What issues in their business or personal life can we make easier?
What terms or solutions would they be seeking out? How can we target those?
From these questions and demographic data will emerge a picture of your target audience.
How to Reach Your Audience
You know who your audience is, but how do you get your marketing message across to them? There are many broad areas you can likely think of immediately that might be useful: social media, website, radio advertising. But instead of thinking of ways to bombard customers anywhere they might be online or elsewhere (which is an approach many marketers and advertisers take), how about creating a media planning strategy that used media mix optimization to target your exact audience on their ideal platforms?
For example, certain demographics are less likely to click on YouTube ads than others, whereas the same group might be more likely instead to click on a sponsored link in an influencer campaign. Instead of trying both YouTube ads and influencer campaigns, consider trusting the data, trends and research and just doing the one that likely will move the needle the most. The benefit of media planning is that you can always pivot if something isn’t working as you hoped, especially if you are using real-time analytics.
What Distribution Platforms Are You Using?

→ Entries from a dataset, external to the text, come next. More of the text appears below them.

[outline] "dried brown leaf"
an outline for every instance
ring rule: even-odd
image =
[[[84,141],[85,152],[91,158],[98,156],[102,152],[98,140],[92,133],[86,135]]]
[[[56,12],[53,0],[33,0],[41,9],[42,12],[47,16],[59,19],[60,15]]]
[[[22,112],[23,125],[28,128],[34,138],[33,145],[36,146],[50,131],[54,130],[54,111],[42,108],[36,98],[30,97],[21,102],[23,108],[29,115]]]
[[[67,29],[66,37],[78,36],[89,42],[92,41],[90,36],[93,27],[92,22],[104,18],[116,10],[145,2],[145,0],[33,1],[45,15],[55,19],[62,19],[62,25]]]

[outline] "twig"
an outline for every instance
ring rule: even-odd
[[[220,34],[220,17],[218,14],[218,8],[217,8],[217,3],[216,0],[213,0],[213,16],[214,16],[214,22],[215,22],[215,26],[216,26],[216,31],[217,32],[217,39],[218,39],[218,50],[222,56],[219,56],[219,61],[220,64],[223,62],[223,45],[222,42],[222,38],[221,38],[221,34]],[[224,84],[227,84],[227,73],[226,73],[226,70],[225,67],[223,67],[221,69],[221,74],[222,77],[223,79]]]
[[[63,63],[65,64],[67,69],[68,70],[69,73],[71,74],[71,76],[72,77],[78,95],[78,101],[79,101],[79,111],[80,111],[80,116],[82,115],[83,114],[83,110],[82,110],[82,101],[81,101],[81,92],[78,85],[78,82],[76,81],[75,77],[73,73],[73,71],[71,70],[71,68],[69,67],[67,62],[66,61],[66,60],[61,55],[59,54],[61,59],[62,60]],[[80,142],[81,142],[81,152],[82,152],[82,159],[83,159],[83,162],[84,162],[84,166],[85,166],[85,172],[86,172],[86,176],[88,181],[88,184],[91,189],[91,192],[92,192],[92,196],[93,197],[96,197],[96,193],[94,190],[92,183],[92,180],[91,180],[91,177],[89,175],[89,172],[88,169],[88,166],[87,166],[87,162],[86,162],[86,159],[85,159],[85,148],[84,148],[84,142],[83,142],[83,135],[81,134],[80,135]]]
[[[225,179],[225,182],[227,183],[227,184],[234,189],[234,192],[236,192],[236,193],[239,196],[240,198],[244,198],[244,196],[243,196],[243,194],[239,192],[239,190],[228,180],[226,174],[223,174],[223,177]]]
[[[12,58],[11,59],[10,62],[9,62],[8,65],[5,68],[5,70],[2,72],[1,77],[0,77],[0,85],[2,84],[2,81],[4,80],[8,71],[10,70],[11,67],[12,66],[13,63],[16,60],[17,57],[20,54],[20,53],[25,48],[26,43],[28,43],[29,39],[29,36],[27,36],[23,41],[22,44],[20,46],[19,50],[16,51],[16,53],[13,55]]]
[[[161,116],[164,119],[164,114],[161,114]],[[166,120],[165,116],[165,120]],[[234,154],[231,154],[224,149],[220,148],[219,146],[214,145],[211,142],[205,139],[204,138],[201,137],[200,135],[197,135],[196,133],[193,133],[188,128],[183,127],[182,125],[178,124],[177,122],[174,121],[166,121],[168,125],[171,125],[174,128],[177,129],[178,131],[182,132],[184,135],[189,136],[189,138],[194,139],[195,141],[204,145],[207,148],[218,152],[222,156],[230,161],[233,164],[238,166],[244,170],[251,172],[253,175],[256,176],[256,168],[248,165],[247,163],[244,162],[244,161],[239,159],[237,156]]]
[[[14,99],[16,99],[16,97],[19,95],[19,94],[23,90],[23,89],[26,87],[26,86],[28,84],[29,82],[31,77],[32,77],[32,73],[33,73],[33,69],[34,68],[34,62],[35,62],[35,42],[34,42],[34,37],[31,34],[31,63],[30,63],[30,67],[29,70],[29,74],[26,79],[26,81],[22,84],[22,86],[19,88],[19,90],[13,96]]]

Research and knowledge of the industry likely helped shape an idea of where to reach your audience, but when it comes to actually launching a modern marketing plan, it pays to be as specific as possible. For instance, if you know your brand can have success on social media, instead of signing up for all social platforms, why not focus on the top two or three that will provide the most engagement by your specific target?
In this instance, look at your own data of what has worked in the past and compare it with known social media demographics to determine where your focus should be. After you have a list of what specific distribution platforms you’re using (e.g. Email: Mailchimp, Social Media: Instagram, Facebook, and Snapchat, etc), it’s time to craft a strategy, plan, and budget for each.
What Are Our Costs?
The final step of a marketing plan is to determine costs, both monetary and otherwise. This includes employee time, campaign advertising costs, and the budget for tools or other resources. The costs are the final stepping stone to action. Because a strategy has already been developed through the previous steps, it’s easy to look through each area to determine what resources need to be allocated. If some strategies or platforms are new, it’s likely best to estimate based on research and then adjust accordingly as the campaign continues.
As the marketing plan launches and after all these steps have already been outlined, it’s important to think about tracking your success through data collection and reporting. Campaigns should always have correct data attribution and utilize all the available metrics to be able to track a campaign’s success or failure. Properly tracking strategies that work and ones that don’t is the only way to tweak and optimize your marketing plan as you go along.